We love lime! But it did not solve all of our problems, alas. The stretch of wall that encloses our entry courtyard, where the turquoise gate opens, has long been a tricky section. In a short time, our lime plaster began to crack and fall off on areas next to the gate. We patched it and sprayed a waterproofing coating – somewhat paradoxical, with lime’s breathability, but it was an experiment – and the same thing happened. We put cement over the top of the wall, and that failed just as quickly. Some browsing through the HSFF records of work on the building showed me that this was a trend, as far back as our records go people have been stripping, stuccoing, plastering, patching or otherwise working on this section of wall. It’s a mess. Observation over the last several years has led this preservation specialist to believe that this is because the wall gets weather on both sides, unlike the rest of the building where only one side is exposed to the elements and the other is a moisture and temperature buffering interior space, and also that rain and snow land on the top surface of the wall and can percolate in.

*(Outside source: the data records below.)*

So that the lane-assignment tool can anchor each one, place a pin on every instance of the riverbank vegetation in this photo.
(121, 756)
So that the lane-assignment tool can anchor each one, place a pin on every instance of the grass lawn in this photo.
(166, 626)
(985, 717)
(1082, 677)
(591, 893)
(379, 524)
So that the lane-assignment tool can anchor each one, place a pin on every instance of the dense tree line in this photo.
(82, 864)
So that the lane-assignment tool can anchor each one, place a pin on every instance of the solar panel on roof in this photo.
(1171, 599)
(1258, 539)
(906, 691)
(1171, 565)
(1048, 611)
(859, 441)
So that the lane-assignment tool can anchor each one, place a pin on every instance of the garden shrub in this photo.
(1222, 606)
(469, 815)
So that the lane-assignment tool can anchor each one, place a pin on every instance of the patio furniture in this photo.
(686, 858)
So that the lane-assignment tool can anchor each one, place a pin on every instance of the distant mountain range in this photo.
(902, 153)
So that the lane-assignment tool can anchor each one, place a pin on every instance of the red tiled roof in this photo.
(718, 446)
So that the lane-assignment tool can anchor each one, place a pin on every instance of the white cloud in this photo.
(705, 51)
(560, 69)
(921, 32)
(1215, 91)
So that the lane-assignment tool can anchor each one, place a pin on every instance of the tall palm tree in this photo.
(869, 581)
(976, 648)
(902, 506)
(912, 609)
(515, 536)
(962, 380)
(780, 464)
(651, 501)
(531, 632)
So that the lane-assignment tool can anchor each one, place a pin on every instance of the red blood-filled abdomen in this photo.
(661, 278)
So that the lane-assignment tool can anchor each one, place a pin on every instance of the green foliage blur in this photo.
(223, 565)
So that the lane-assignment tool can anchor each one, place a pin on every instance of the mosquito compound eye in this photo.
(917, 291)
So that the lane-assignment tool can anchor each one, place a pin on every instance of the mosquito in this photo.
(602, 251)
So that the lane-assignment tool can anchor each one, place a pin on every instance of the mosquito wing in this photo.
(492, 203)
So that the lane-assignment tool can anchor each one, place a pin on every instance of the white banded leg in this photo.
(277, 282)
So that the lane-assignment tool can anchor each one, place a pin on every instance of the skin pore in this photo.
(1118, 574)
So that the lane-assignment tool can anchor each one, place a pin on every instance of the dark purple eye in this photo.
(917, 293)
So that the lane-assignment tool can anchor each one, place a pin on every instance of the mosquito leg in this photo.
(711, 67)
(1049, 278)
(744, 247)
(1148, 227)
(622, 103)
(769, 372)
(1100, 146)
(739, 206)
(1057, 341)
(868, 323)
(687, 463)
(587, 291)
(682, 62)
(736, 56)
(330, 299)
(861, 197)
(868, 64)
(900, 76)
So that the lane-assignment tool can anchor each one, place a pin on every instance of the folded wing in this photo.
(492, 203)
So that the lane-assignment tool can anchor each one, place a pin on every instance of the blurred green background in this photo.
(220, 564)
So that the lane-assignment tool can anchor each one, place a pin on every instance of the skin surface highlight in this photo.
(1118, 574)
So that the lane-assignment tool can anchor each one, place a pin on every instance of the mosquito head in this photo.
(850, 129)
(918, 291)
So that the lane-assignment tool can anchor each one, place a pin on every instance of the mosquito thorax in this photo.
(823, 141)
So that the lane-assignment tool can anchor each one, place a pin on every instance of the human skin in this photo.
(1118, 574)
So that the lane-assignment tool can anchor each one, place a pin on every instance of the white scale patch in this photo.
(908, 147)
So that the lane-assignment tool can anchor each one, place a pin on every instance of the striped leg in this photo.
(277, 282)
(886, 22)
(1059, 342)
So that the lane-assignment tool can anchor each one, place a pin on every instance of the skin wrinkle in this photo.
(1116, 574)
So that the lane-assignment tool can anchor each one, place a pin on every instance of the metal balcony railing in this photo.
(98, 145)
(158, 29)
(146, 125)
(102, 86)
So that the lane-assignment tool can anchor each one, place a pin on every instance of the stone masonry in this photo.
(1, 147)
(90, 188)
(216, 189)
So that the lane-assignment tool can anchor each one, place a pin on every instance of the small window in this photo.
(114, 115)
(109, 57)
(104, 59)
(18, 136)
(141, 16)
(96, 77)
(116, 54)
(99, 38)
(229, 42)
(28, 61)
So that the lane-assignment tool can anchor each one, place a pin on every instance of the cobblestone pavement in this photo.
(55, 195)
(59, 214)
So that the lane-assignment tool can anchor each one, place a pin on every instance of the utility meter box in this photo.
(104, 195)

Our solution to this problem? Embrace it as an opportunity. We are opting to leave a mud plaster finish here, no additional coating. This is the most traditional finish for adobe. Yes, it will require some maintenance, as mud plaster requires patching and reapplication every year or two, depending on weather conditions. When that time comes, we hope to invite all of you, our community, to join us in getting our hands dirty. It promises to be a good time.